Prep 25 mins
Cook 0 mins
I have made this recipe a thousand times and we just love it. It came up for adoption and I jumped on it. Goes great with just about any main dish.
- 236.59 ml yellow squash, cooked and mashed
- 1 egg, beaten
- 78.07 ml all-purpose flour
- 78.07 ml cornmeal
- 4.92 ml baking powder
- 2.46 ml salt
- 1 medium onion, grated
- vegetable oil
- Combine the cooked squash and egg, stirring well.
- Combine flour, cornmeal, baking powder and salt, stir well.
- Add squash mixture and onion; stir until blended.
- Drop squash mixture by level tablespoonful into hot oil.
- Cook until golden brown, turning once. Drain well on paper towels.
everyone will love these as an alternative to the someimes dry hush-puppies. If you'd like to have a little more zing to your squash puffs - substitute fish fry instead of the cornmeal...this gives it a little more seasoning with some spice to it.

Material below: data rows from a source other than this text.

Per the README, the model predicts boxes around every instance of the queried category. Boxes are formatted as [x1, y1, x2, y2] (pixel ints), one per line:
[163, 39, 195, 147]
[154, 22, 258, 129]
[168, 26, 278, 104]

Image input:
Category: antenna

yummy! A good way to hide veggies from kids since they look and taste like hushpuppies! We loved them
These are delicious! I made them as written but plan on try some of the suggestions of the other reviewers, especially adding southwestern flavors and sweet corn to the batter. This was an excellent recipe to help me use up the bumper crop of yellow squash coming out of my garden. Thanks Riffraff :)
***8/26/11****Adding stars and also want to comment that these reheat really well, SO, since we're getting so sick and tired of squash (been eating it for 3 weeks now), I'm going to make a huge batch of these and freeze them to eat during the winter, I'm sure we'll love squash again in January!!